Global vaccination exceeds 1 billion doses

Statistics released by AFP early on the 25th said that as of that day, 207 countries and regions around the world had administered more than 1.02 billion doses of vaccines, with the United States receiving the most, more than 225 million doses, followed by China with more than 216 million doses and India with more than 138 million doses. These three countries accounted for approximately 58% of the total number of doses administered globally. In terms of vaccination rates, Israel leads the world with nearly 60% of its population vaccinated. This is followed by the UAE, where more than 51% of the population has received at least one dose of vaccine, followed by the UK at 49%, the US at 42% and Chile at 41%.

There are huge differences in vaccination between countries. The Washington Post 25 said that Namibia, with a population of 2.5 million, had only 128 people who had received two doses of the new corona vaccine by mid-April. African countries such as Namibia and Kenya have denounced the West’s “vaccine apartheid” policy. Honduras, with a population of about 10 million, has received a paltry 59,000 doses of the vaccine, and the continent’s 1.3 billion people have received only 36 million doses, according to the Associated Press. Many developing countries believe that wealthy Western countries such as the United States could rapidly increase global vaccine supplies by temporarily lifting intellectual property rights of pharmaceutical companies, which would allow poorer countries to produce their own versions of Pfizer, Modena and other new-corona vaccines, the report said. In March, the U.S., U.K. and EU member states rejected a WTO proposal to drop patent protection for the new corona vaccine, which was supported by about 80 countries, including India and South Africa.

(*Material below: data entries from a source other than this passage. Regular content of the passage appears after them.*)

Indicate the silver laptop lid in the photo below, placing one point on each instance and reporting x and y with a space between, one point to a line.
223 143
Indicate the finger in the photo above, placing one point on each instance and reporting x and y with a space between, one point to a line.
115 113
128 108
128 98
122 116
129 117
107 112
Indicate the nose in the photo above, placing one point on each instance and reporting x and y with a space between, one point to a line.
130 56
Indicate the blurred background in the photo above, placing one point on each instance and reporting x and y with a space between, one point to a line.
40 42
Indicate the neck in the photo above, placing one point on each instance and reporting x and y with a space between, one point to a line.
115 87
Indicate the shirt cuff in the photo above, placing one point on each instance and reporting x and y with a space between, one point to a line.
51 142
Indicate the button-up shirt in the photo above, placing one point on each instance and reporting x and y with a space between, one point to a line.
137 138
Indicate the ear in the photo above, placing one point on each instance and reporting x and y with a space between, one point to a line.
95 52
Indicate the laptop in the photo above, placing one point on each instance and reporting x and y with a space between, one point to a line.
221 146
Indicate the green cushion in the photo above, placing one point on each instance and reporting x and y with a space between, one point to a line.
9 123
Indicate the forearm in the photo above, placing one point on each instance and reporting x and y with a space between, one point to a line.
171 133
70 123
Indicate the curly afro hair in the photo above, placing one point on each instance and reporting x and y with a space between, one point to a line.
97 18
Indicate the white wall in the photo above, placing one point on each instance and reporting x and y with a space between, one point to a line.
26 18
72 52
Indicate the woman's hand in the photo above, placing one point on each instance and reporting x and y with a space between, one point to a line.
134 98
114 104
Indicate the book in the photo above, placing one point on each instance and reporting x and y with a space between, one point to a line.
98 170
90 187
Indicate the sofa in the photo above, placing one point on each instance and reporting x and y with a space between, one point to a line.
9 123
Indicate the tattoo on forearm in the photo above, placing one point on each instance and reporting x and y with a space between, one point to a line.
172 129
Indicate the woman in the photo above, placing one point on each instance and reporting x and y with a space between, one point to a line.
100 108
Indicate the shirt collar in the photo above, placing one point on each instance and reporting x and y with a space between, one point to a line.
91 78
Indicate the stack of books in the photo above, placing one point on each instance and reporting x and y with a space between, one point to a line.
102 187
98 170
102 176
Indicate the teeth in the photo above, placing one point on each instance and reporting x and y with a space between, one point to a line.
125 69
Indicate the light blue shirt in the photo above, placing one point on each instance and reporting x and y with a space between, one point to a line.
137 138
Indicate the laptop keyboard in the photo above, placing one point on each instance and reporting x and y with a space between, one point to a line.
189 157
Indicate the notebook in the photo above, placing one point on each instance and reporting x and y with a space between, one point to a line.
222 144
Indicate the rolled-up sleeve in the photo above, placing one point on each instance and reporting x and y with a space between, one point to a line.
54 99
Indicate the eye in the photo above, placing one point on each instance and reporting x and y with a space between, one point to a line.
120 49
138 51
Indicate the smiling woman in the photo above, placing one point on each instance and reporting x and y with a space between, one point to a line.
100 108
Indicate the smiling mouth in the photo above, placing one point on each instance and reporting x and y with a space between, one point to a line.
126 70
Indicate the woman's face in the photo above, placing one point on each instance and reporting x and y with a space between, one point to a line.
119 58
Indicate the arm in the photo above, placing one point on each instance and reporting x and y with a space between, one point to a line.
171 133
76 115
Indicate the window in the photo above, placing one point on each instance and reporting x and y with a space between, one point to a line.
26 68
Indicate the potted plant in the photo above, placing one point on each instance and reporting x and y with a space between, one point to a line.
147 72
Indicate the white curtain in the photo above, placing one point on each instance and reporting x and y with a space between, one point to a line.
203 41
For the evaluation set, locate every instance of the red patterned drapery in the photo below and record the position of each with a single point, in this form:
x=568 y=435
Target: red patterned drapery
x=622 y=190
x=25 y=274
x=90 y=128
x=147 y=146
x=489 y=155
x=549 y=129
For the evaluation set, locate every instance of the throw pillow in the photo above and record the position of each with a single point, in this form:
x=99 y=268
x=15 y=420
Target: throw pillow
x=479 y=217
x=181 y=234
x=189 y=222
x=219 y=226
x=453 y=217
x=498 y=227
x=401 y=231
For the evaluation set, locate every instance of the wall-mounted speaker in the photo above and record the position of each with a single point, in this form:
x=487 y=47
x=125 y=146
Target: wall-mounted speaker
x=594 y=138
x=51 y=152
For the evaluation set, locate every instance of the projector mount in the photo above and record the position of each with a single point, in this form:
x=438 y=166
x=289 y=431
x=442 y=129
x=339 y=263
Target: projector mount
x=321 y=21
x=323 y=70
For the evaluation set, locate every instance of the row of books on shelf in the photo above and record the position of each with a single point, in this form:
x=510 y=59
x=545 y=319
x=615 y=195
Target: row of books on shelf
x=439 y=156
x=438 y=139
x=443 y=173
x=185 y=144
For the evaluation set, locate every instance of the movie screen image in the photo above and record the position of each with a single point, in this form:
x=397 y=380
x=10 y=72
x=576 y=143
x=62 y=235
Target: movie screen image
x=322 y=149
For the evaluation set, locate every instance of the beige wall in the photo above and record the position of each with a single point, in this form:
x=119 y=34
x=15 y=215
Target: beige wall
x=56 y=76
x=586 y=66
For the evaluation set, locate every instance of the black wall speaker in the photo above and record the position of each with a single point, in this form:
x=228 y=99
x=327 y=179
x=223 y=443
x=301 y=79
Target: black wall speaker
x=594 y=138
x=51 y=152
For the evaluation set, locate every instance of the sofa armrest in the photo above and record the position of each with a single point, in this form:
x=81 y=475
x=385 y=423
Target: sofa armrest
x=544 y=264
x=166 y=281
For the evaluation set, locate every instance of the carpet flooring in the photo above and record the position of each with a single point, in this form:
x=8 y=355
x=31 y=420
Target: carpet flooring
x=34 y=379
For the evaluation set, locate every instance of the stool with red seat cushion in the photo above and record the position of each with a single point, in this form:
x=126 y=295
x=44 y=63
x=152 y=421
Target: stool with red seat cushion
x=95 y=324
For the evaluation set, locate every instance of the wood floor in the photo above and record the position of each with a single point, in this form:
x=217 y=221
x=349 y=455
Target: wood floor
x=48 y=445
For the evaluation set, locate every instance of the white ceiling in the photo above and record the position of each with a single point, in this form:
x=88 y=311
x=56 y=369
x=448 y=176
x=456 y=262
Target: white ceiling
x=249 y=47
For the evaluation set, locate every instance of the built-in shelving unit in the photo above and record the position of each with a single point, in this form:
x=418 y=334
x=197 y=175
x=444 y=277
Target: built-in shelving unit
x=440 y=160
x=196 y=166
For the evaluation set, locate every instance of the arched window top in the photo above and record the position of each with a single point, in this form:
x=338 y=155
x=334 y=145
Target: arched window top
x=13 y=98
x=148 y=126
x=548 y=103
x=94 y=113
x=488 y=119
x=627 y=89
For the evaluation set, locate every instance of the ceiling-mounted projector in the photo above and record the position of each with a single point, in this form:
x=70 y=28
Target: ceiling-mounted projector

The WTO plans to reconsider the issue in May.

“Vaccine nationalism hurts the world,” the Hindustan Times said in a 25-day article, adding that “vaccine nationalism” in rich countries is counterproductive in the long run, and that it is in the interest of all countries to ensure that vaccines are distributed fairly in an interdependent world. In an editorial published in the New York Times on 24 April, the paper criticized hoarding of vaccines in wealthy countries such as the United States and cover up of the global shortage of vaccines, especially in poor countries. According to the article, low- and middle-income countries around the world are facing severe vaccine shortages that threaten to upend the global anti-epidemic process”. Countries like the U.S. that have leverage, influence and excess supply need to take the following actions now: stop hoarding vaccines, suspend vaccine patent protection, share technology and resources, help other countries produce more vaccines, and invest in vaccine alternatives”.